Laski, potrzebuję pomocy. 😵 Nie doczekam się mebli na wymiar do sypialni, bo wcześniej albo popełnimy zbiorowe samobójstwo, ale pozabijamy siebie nawzajem (rozpoczynanie każdego zdania od "gdzie leży..." albo "czy widziałeś..." już mnie dobija), dlatego szukam zestawu - szafa, dwie szafki nocne i coś do powieszenia na ścianę nad łóżko (półki lub coś zamykanego, zależy od ceny). Łóżko kupiliśmy takie i tu zaczął się nasz koszmar. 😵 Chcieliśmy wczoraj iść na łatwiznę i kupić zestaw do kompletu, ale wczoraj był - jak się dziś okazało - ostatni dzień promocji i zamówienia nie udało się nam złożyć przez internet. Dziś szafa kosztuje 1600 zł i zastanawiam się, czy w tej cenie nie znajdę czegoś ładniejszego.
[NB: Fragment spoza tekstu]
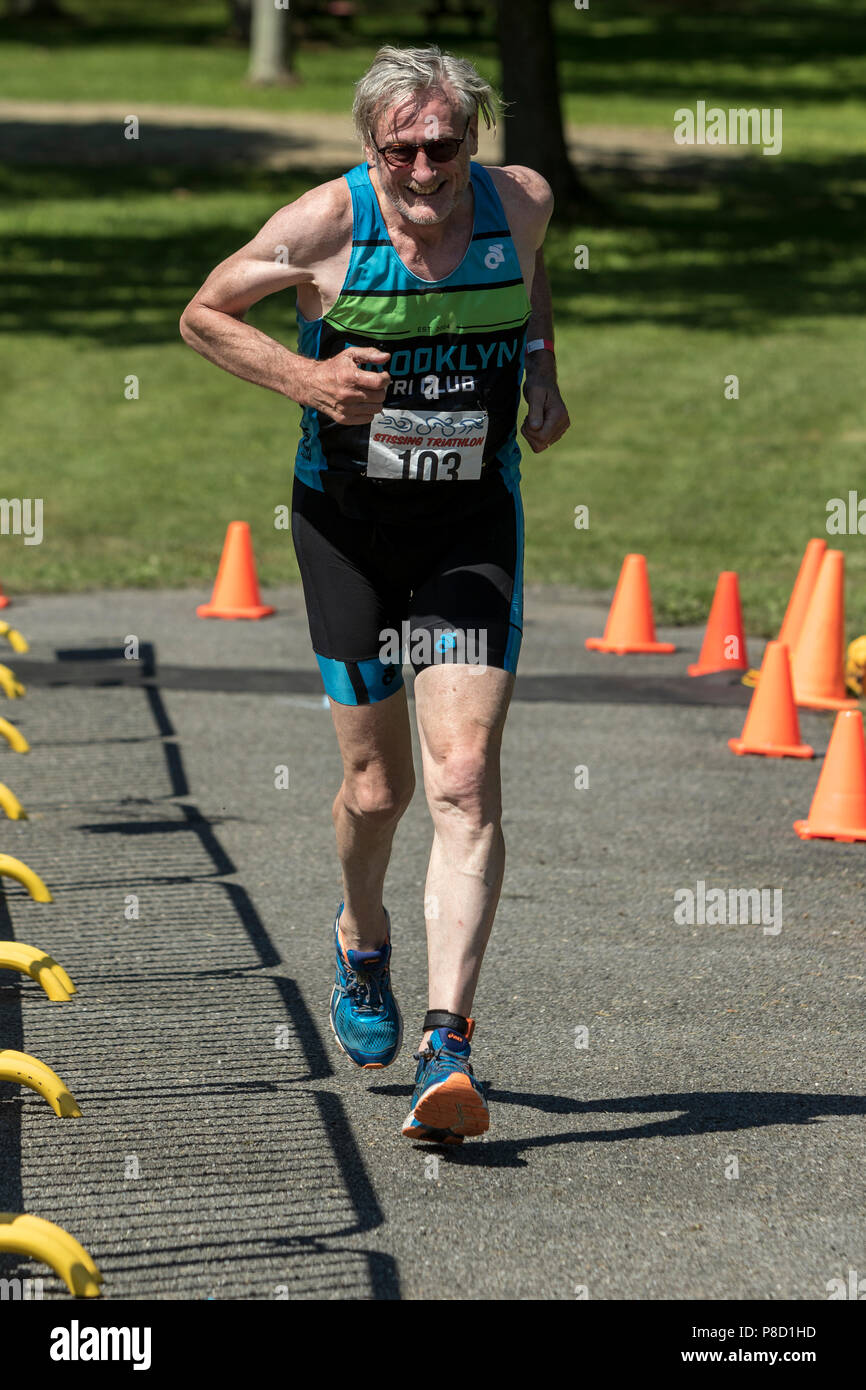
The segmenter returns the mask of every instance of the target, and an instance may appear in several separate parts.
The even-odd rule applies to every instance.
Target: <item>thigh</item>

Ta z zestawu wydaje mi się za ciężka (przez pogrubione fronty) do małej sypialni, z kolei znalezienie pasującej odcieniem okleiny w innych meblach graniczy z cudem. I teraz pytanie - w jakim kolorze szukać mebli, by pasowały do łóżka, a jednocześnie nie były szukanym na siłę odpowiednikiem okleiny z łóżka? Ściany w sypialni są: za łóżkiem taka, trzy pozostałe takie, rolety są ciemnobrązowe, drzwi, listwy przypodłogowe oraz sufit białe. Szafa musi być mega pojemna, ale w szerokości max 180 cm. Błagam, doradźcie coś, w tym tygodniu MUSZĘ mieć szafę. 🙇
smartini   fb & insta: dokłaczone
02 sierpnia 2017 09:30
mundialowa, na to faktycznie, przy takim łóżku to raczej nie szukałabym czegoś jak_najbardziej_podobnego, bo nijak nie traficie i będzie razić. Najprostszym rozwiązaniem jest oczywiście ikea i system PAX - z zalet to ma mnóstwo różnych 'wkładów', można zaaranżować szafę idealnie pod siebie bez większych kłopotów, kreator jest prosty jak budowa cepa. Mi szafa 250x40x231 z całymi wnętrznościami wyszła 1500, zapowiada się na pojemną jak na płytką wersję.
Z frontów bardzo fajnie prezentuje się ten (mamy w pokojach hotelowywch w MiM)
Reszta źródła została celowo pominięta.